Department of Statistical Science, Duke University, Durham, North Carolina 27708, USA.
Am J Epidemiol. 2010 Nov 1;172(9):1070-6. doi: 10.1093/aje/kwq260. Epub 2010 Sep 14.
Multiple imputation is particularly well suited to deal with missing data in large epidemiologic studies, because typically these studies support a wide range of analyses by many data users. Some of these analyses may involve complex modeling, including interactions and nonlinear relations. Identifying such relations and encoding them in imputation models, for example, in the conditional regressions for multiple imputation via chained equations, can be daunting tasks with large numbers of categorical and continuous variables.

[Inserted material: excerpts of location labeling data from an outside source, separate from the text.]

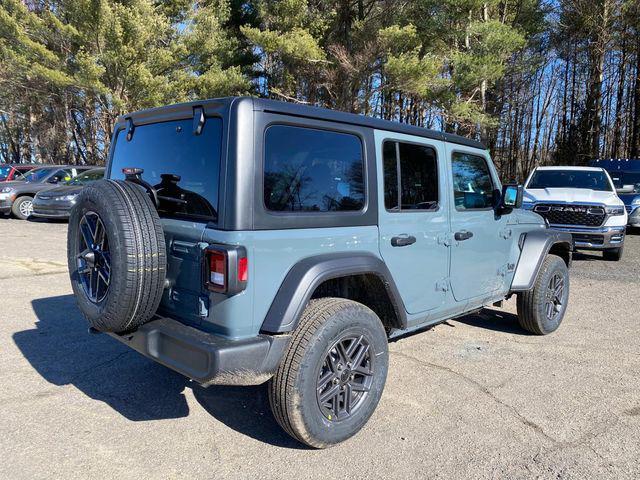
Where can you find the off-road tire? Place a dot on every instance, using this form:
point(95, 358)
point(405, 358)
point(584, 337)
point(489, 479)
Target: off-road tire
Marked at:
point(613, 254)
point(137, 252)
point(292, 391)
point(15, 208)
point(531, 304)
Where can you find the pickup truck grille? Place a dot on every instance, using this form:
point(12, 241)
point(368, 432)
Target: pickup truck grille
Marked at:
point(563, 214)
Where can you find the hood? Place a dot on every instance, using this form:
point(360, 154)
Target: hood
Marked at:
point(571, 195)
point(61, 191)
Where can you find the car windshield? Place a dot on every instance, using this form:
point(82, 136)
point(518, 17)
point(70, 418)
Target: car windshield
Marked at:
point(5, 170)
point(87, 177)
point(182, 167)
point(37, 174)
point(627, 181)
point(590, 179)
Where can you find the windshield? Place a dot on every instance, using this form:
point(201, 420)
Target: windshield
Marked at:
point(87, 177)
point(182, 167)
point(5, 170)
point(37, 174)
point(590, 179)
point(627, 181)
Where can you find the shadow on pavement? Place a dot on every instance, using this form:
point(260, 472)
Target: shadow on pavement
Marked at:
point(245, 410)
point(62, 351)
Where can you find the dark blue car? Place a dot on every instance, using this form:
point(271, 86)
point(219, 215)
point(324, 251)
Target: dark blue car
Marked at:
point(625, 173)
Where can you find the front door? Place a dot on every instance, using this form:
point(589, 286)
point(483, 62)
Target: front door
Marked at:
point(413, 219)
point(481, 239)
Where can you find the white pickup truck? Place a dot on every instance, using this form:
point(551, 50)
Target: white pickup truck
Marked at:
point(582, 201)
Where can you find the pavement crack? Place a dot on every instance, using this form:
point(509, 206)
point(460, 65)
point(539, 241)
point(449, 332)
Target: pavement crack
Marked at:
point(483, 389)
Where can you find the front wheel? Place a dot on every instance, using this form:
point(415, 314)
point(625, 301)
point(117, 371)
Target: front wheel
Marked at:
point(541, 309)
point(612, 254)
point(22, 207)
point(333, 373)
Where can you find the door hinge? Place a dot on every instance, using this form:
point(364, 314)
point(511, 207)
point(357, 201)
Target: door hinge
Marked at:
point(506, 268)
point(445, 239)
point(442, 285)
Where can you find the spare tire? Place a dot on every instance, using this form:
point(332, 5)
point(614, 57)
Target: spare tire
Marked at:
point(117, 255)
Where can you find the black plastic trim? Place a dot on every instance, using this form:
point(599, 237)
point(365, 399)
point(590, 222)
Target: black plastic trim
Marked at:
point(305, 276)
point(207, 358)
point(535, 248)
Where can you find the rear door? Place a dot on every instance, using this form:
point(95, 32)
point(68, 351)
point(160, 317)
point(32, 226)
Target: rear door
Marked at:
point(481, 239)
point(183, 167)
point(413, 218)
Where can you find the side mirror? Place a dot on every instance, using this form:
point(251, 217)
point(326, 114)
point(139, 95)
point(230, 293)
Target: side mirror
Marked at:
point(511, 198)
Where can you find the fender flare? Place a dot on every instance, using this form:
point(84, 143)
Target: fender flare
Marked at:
point(306, 275)
point(535, 248)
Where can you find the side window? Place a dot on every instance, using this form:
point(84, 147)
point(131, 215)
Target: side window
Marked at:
point(311, 170)
point(417, 168)
point(472, 184)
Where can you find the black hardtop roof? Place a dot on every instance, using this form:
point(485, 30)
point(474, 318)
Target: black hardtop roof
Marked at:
point(300, 110)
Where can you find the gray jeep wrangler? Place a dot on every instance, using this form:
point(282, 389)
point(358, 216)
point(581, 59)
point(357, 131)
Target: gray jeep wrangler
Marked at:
point(241, 241)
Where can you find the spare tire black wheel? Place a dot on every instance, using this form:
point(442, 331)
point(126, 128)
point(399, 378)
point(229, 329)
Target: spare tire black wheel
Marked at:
point(117, 255)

The authors present a nonparametric approach for implementing multiple imputation via chained equations by using sequential regression trees as the conditional models. This has the potential to capture complex relations with minimal tuning by the data imputer. Using simulations, the authors demonstrate that the method can result in more plausible imputations, and hence more reliable inferences, in complex settings than the naive application of standard sequential regression imputation techniques. They apply the approach to impute missing values in data on adverse birth outcomes with more than 100 clinical and survey variables. They evaluate the imputations using posterior predictive checks with several epidemiologic analyses of interest.
多重插补特别适合处理大型流行病学研究中的缺失数据,因为这些研究通常支持许多数据使用者进行广泛的分析。其中一些分析可能涉及复杂的建模,包括交互作用和非线性关系。在通过链式方程进行多重插补的条件回归中,确定这些关系并将其编码到插补模型中,对于具有大量分类和连续变量的情况来说,可能是一项艰巨的任务。作者提出了一种非参数方法,通过使用序贯回归树作为条件模型来实现通过链式方程进行的多重插补。通过数据插补器进行最小的调整,这种方法具有捕捉复杂关系的潜力。通过模拟,作者证明在复杂环境中,该方法可以产生更合理的插补值,从而更可靠地进行推断,而不是简单地应用标准的序贯回归插补技术。他们将该方法应用于 100 多个临床和调查变量的不良出生结局数据中缺失值的插补。他们使用感兴趣的几种流行病学分析进行后验预测检查来评估插补值。